The Summons: A Goblin King Prequel (2 page)

He had given it freely tonight. His lips twitched in a cruel semblance of a smile. Maybe he wasn’t as far gone as he’d thought if he was still capable of helping someone without payment or an order.

But the hunger that clawed at his soul had been woken and wouldn’t be silenced. He wanted her golden gaze on him. He wanted to add her to his collection of things he’d stolen from the Fixed Realm. Antiques and valuables, treasures lost forever from the Fixed Realm of man. But he was still human enough to know what he wanted was beyond his reach. Trapped there, she would tarnish. Owning her would make him more goblin and less human. He didn’t want to lose the fragile gift she’d given him to greed.

She belonged in the Fixed Realm where she could live and grow up and hopefully be smarter about the kind of parties she attended. Yet the need to be seen by another human being as something other than a monster smothered rational thought. She’d asked to be taken away, and he would grant her wish. She would know who had helped her, and for a moment he would be able to stand in her gaze.

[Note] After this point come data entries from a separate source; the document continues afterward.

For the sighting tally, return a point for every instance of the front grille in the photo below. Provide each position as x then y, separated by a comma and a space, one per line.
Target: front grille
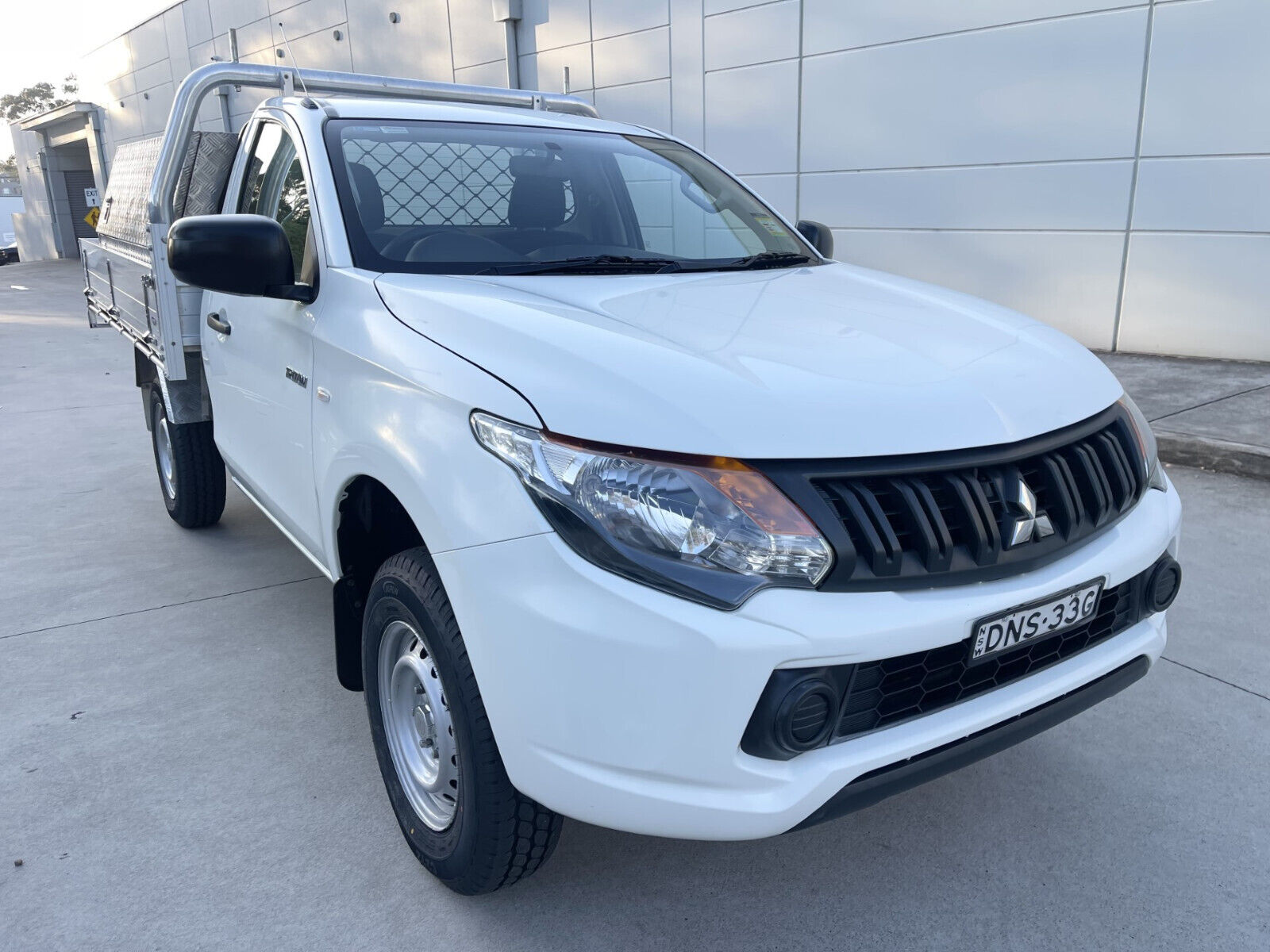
895, 689
949, 518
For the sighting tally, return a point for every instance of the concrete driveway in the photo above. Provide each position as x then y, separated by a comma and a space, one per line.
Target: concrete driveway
179, 768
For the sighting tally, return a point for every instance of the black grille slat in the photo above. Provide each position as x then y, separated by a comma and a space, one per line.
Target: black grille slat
895, 689
1096, 486
940, 524
873, 533
926, 524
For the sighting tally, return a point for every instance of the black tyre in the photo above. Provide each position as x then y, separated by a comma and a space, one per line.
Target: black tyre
190, 470
459, 812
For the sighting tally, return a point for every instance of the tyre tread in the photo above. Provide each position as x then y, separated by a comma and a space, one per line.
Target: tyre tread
525, 833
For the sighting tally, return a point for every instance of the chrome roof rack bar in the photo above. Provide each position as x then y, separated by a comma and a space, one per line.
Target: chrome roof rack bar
205, 79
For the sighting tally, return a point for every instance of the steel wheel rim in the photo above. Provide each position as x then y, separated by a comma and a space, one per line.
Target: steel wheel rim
418, 727
163, 447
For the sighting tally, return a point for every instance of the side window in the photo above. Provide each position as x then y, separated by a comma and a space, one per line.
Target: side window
275, 186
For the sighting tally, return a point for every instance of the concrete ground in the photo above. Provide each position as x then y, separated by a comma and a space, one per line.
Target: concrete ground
1212, 414
179, 768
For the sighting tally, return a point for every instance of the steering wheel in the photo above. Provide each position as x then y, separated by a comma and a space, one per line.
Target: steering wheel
400, 247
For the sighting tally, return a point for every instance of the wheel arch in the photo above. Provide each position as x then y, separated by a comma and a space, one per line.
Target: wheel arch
371, 524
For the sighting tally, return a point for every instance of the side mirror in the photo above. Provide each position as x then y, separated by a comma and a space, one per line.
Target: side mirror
818, 235
237, 254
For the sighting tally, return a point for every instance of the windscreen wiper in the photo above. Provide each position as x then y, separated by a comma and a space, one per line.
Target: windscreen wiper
766, 259
588, 263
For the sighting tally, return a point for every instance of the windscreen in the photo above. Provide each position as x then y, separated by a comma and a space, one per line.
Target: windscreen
467, 198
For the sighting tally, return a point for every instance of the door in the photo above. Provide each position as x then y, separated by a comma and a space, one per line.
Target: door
258, 374
79, 187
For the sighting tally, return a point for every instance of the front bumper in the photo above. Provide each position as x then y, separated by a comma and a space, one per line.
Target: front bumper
624, 708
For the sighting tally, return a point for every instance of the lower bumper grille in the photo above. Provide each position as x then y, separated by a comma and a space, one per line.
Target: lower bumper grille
891, 691
876, 695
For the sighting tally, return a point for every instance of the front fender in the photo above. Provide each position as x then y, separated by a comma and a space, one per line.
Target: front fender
398, 412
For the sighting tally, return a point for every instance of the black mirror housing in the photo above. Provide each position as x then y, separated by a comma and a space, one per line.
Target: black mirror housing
818, 235
237, 254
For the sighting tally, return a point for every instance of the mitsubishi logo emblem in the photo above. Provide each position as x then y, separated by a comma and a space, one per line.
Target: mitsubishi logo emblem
1028, 524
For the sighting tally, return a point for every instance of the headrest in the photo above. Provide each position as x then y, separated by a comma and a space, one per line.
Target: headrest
537, 202
550, 164
366, 194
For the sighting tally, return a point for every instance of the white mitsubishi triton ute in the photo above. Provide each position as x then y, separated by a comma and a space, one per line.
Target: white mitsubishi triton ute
638, 507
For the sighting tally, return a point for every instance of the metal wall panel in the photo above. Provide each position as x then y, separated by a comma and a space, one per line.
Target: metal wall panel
1087, 196
1202, 295
751, 125
831, 25
1067, 279
633, 57
1210, 194
1210, 83
1058, 89
751, 36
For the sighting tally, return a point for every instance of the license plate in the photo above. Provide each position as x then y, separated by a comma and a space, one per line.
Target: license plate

Shadows slid from him to the young woman. When they touched her, her sobs stopped and her head lolled as sleep took over. A sleep he controlled. But instead of taking her to the empty gray wasteland of the Shadowlands, he took her to its brighter sister, the Summerland. Where the Shadowlands was death and darkness the Summerland was light and life.

Coming here was a reprieve that wouldn’t last. He wouldn’t be able to remain in the lush fields under the crisp blue sky for long. He’d tried. After learning to enter the Fixed Realm at will by using people’s nightmares, he’d learned to move through their dreams to the Summerland, hoping to get away from the despair of the Shadowlands. But everything he touched he poisoned. The Shadowlands had tainted him. Now only gold survived his touch.

The young woman appeared in front of him. She glanced around, taking in her surroundings, and then her golden gaze landed on him. She took a step back, the long grass sweeping her bare legs. The skirt was shorter than he’d thought. The straps on her skimpy pink top were ripped on one side.

“Who are you and where am I?” Uncertainty tightened her words.

“I am the Goblin King, and I did as you asked. I took you away.” Roan inclined his head.

Beneath his feet the grass was starting to wilt and die. If he looked at the horizon, clouds would be forming as dreams turned to nightmares. At least here he was as he had once looked—more or less. More scars, longer hair, less soul.

In the Fixed Realm his appearance would have made her scream. It made most people scream. Twisted and gray with the knotted joints, yellow eyes, and hooked nose of a goblin.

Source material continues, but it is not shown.